Eu ainda me arriscaria a dizer que o preço a ser pago é uma questão de custo do que te torna feliz. Se for aquele pudim, teremos que adicionar aí o fato de andar até a lanchonete mais próxima ou de comprar os materiais para cozinhar. O tamanho do pudim será levado em consideração, mas estaríamos falando mais de valores em dinheiro.

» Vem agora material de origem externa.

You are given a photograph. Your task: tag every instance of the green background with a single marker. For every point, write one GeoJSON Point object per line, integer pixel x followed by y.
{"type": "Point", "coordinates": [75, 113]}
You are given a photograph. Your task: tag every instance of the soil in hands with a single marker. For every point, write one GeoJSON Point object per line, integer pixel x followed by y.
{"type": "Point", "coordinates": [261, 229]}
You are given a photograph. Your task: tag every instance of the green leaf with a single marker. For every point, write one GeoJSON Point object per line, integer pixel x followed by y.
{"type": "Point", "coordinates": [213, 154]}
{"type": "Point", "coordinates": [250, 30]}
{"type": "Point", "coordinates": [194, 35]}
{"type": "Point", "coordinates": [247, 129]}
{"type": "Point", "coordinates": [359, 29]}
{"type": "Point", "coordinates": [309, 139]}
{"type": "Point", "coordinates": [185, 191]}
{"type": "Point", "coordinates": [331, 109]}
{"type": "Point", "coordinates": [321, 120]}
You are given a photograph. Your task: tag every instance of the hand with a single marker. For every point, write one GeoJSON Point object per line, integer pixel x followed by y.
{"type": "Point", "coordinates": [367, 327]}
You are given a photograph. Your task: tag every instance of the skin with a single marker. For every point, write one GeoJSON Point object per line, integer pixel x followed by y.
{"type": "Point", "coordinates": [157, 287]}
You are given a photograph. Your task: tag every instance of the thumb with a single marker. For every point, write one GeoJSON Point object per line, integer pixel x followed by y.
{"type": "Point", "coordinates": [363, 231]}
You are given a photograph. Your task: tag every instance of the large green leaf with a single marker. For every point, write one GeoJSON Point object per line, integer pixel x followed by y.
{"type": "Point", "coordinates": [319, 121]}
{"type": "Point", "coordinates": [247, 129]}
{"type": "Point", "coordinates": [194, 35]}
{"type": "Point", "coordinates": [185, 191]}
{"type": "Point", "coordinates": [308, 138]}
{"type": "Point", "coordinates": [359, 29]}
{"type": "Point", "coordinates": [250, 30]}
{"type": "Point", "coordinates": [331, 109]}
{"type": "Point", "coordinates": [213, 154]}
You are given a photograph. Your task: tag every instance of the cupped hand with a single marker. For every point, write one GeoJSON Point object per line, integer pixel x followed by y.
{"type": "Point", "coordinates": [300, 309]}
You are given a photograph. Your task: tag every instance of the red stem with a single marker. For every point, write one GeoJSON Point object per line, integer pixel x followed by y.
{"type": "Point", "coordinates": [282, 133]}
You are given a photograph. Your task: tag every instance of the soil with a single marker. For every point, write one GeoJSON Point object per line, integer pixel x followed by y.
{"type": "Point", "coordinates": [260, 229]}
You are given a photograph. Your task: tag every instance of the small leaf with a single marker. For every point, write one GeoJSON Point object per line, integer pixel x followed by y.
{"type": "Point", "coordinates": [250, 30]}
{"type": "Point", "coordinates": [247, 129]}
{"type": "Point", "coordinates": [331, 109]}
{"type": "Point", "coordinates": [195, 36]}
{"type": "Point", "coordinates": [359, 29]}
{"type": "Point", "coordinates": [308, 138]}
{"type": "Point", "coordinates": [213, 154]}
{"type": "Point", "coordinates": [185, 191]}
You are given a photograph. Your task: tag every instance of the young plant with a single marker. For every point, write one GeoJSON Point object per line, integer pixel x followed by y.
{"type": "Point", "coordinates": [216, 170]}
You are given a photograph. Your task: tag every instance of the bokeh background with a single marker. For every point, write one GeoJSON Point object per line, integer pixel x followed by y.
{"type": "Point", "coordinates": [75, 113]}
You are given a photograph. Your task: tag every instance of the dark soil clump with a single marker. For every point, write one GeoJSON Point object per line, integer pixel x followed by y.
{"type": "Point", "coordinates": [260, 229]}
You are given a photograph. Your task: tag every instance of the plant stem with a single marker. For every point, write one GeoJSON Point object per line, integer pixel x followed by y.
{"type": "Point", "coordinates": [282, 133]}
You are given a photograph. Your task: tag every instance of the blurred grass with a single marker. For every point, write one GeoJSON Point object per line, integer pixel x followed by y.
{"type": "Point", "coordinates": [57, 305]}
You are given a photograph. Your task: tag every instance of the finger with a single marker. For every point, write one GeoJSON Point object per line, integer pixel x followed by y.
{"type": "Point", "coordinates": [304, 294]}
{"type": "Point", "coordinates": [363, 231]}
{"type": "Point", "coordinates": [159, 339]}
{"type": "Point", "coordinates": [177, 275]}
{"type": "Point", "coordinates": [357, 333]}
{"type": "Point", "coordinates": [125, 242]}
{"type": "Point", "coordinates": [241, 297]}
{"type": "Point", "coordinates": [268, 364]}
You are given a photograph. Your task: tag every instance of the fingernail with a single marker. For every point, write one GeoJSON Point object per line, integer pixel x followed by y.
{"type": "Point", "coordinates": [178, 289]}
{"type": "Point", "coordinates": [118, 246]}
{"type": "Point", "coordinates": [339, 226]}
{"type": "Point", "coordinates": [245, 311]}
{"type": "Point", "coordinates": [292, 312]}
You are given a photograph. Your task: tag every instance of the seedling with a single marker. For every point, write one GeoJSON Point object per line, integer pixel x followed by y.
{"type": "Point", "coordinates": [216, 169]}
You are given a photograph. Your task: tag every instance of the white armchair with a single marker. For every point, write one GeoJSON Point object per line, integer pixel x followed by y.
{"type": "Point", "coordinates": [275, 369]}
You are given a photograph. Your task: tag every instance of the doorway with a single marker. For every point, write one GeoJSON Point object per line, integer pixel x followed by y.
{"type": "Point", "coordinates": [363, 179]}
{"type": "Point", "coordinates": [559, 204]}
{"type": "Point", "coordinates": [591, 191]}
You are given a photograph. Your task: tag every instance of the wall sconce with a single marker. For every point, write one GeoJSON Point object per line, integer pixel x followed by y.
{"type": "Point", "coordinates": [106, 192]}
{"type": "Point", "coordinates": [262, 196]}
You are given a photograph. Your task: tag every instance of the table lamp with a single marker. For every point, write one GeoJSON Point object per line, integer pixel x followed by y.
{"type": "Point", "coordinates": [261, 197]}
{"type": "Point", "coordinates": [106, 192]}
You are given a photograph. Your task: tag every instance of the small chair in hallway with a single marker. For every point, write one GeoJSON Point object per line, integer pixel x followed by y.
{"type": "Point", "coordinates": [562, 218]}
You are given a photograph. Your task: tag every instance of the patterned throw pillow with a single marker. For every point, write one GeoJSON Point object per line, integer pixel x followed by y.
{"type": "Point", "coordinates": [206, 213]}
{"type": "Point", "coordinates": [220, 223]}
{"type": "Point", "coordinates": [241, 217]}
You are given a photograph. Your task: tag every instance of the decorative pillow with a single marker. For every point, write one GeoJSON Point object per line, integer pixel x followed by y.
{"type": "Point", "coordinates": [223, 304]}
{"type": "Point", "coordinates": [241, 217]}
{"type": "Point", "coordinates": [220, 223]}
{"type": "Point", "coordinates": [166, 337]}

Já quando pensamos em investir em um relacionamento, não falaremos apenas de dinheiro. O tempo, o desgaste psicológico, a aceitação das diferenças e as duras brigas farão um enorme peso, e o peso terá que ser compensado com as poucas horas felizes do dia.

Já ouvi dizer que Jesus queria que a felicidade se valesse por fazer o próximo feliz. Assim você só precisaria estar preocupado com os sentimentos e gostos do outro, porém isso não elevaria o autoconhecimento como conceito primordial, apesar de eu entender e acreditar que após esse conhecimento alcançado, fica difícil não pensar no próximo.

No momento em que sua consciência se torna capaz de entender as suas próprias intenções, você automaticamente, se torna um observador de pessoas. Isso porque agora você sabe um pouco sobre os sentimentos possíveis do amigo, e geralmente você começa a compartilhar o que te faz feliz. Nesse contexto a ideia de Jesus faria sentido para mim, mas não no contexto da sociedade em que vivo. O ajudar é superficial, se resume a uma foto feliz em uma mídia social.

Talvez o preço final da felicidade, seja o esforço gasto em cada caminho seguido. Precisamos de mais momentos felizes.